Wilkinson gave Balcarcel a book this winter break, Mind Gym, to help him with the mental side of the game. The book emphasizes the importance of the mental game in sports, cultivating mental toughness, slowing your mind down, and loving, learning and laboring in sports.
“He was able to digest it [Mind Gym] over the winter break before we returned for practice, and in classic Josh fashion he wrote all this stuff he wanted to share with me, he just totally ate it up,” said Wilkinson. “I knew it was something that he would really take seriously, but I can’t take credit for how he’s playing right now; he’s doing an amazing job and I hope that helped him a little bit.”

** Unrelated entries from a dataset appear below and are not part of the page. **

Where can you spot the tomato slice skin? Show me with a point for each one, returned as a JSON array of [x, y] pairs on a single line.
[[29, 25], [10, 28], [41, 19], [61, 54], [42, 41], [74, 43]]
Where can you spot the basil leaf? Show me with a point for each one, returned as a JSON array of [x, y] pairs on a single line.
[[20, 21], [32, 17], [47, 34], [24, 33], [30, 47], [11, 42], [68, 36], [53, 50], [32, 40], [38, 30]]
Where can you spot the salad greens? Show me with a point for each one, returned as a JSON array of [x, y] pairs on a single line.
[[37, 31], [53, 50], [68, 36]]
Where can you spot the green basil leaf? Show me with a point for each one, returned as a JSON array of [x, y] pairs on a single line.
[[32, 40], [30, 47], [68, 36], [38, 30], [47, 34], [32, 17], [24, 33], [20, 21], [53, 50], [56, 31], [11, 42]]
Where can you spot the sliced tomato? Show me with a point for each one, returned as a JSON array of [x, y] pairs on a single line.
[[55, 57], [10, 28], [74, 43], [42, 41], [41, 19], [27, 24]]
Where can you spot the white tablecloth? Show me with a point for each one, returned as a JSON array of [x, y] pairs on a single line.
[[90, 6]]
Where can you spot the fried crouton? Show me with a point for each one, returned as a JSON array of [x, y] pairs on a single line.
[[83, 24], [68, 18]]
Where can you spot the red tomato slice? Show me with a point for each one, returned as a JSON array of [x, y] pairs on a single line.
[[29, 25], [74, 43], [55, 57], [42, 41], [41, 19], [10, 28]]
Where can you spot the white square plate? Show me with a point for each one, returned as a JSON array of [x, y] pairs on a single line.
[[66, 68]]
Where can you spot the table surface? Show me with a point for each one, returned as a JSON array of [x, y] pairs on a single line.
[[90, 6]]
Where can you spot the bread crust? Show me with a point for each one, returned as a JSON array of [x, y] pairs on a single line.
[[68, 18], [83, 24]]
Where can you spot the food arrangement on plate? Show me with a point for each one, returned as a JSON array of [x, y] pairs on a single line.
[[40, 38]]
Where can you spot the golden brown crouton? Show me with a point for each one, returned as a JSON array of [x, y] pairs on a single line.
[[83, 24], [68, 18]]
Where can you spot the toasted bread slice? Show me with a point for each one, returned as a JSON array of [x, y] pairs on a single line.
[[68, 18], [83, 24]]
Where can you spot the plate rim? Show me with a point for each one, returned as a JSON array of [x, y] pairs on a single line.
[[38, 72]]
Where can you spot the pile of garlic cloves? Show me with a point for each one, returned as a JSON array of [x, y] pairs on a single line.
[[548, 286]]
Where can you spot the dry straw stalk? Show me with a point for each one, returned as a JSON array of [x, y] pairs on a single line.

Apart from Wilkinson, Balcarcel also gives credit to all of his coaches, family, and friends over the years for helping him grow and become the player and person he is now because their support has made him even more hard-working and passionate for the sport of lacrosse.
His passion and work ethic are showing more now as he has already scored a goal and assisted two in his first three games of the season, an encouraging start to his sophomore campaign.
To Balcarcel, it’s more than just his personal success, it’s the MAAC Championship that the team eyes in May. To reach that goal, the players will have to win more games, which starts with shooting and finding the nylon netting before being able to play for the red, white, and blue that is the Puerto Rican National team.